0 NA) water immersion objective. SpH was excited at 488 nm using a Polychrome IV monochromator (Till Photonics). Electrophysiological and FM2-10 based measurements were carried out as previously described (Rozas et al., 2011) (see Supplemental Experimental Procedures for details). We followed the procedures previously described (Rozas et al., 2011) (see Supplemental Experimental Procedures for details). Muscles in resting
conditions or after stimulation (180 s at 30 Hz) were processed for conventional transmission electron microscopy (for details, see Supplemental Experimental Procedures). Images were taken on a CM-10 (Philips) electron microscope with Veleta (Olympus) camera controlled by iTEM platform (Olympus SIS).
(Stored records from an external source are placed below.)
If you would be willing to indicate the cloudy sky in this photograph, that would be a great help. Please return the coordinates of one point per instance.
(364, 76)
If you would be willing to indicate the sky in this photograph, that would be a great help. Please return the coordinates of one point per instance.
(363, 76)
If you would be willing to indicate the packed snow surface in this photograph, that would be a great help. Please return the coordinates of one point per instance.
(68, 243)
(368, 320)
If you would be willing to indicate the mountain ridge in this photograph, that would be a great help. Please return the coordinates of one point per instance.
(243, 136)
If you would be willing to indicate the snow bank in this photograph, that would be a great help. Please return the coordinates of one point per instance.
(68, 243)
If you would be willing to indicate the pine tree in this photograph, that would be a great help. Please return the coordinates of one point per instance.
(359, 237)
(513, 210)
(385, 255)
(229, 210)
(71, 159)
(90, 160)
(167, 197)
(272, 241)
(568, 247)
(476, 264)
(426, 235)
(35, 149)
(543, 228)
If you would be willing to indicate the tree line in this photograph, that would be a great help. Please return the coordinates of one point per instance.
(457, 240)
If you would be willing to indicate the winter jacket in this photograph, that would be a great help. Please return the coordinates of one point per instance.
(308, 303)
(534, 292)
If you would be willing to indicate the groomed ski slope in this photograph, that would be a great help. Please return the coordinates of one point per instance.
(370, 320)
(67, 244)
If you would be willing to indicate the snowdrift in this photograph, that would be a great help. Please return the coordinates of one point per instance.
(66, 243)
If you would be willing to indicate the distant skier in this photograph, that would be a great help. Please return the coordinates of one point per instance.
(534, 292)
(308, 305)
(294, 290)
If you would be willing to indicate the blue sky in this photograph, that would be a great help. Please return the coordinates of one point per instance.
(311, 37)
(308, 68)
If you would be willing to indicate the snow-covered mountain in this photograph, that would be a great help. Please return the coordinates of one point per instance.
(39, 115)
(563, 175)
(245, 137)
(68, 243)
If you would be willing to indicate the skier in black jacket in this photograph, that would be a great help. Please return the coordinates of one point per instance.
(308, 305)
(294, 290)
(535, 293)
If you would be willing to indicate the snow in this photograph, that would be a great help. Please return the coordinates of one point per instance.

This work has been Target Selective Inhibitor Library cell assay supported by Spanish MINECO (Juan de la Cierva and FPU Programs, BES2008-002858, BFU2007-66008, BFU2010-15713, ERA-NET NEURON EUI2009-04084, CTQ2009-14431/BQU, SAF2010-20822-C02), Junta de Andalucía (P06-CVI-02392,
P07-CVI-02854), Xunta de Galicia (INCITE09 209 084PR), HFSP (RGP 0045/2002-C and CDA0032/2005-C), Instituto de Salud Carlos III and FEDER. We are grateful to T.C. Südhof, W.J. Betz, G. Alvarez de Toledo, W. Regehr, and F.J. Urbano for critical reading of previous or recent versions of the manuscript and insightful comments; M.L. Montesinos, R. Ruiz, O. Uchitel, and F.J. Urbano for technical advice; L. Tabares for loan of equipment; J. Lopez-Barneo for support and advice; T.C. Südhof and P. McPherson for antibodies; Alejandro Arroyo and M. Carmen Rivero for excellent technical assistance; G. Cantero for help with
genotyping; I. Benito for help with mouse husbandry learn more and C.O. Pintado for transgenesis. Part of the study performed at CITIUS (University of Seville). “
“At both vertebrate and invertebrate synapses, alterations in synaptic activity trigger homeostatic responses that modulate synaptic strength; it appears that these homeostatic responses manifest as changes in postsynaptic receptor expression as well as retrograde regulation of transmitter release (Branco et al., 2008, Cai et al., 2008, Davis, 2006, Goold and Nicoll, 2010, Jakawich et al., 2010, Petersen et al., 1997, Sandrock et al., 1997, Stellwagen and Malenka, 2006, Sutton and Schuman, 2006, Turrigiano and Nelson, 2004 and Turrigiano et al., 1998). Postsynaptic translation plays an important role in mafosfamide local changes in postsynaptic receptor expression (Bidinosti et al., 2010, Costa-Mattioli et al., 2009, Menon et al., 2004, Sigrist et al., 2000 and Sutton et al., 2007); however, we know little about whether translational mechanisms also participate in the retrograde control of neurotransmitter release. At the Drosophila larval neuromuscular junction (NMJ), loss or inhibition of glutamate receptor subunit IIA (GluRIIA) triggers a robust retrograde increase in neurotransmitter release to compensate for the reduction in postsynaptic receptor function ( Frank et al., 2006 and Petersen et al., 1997).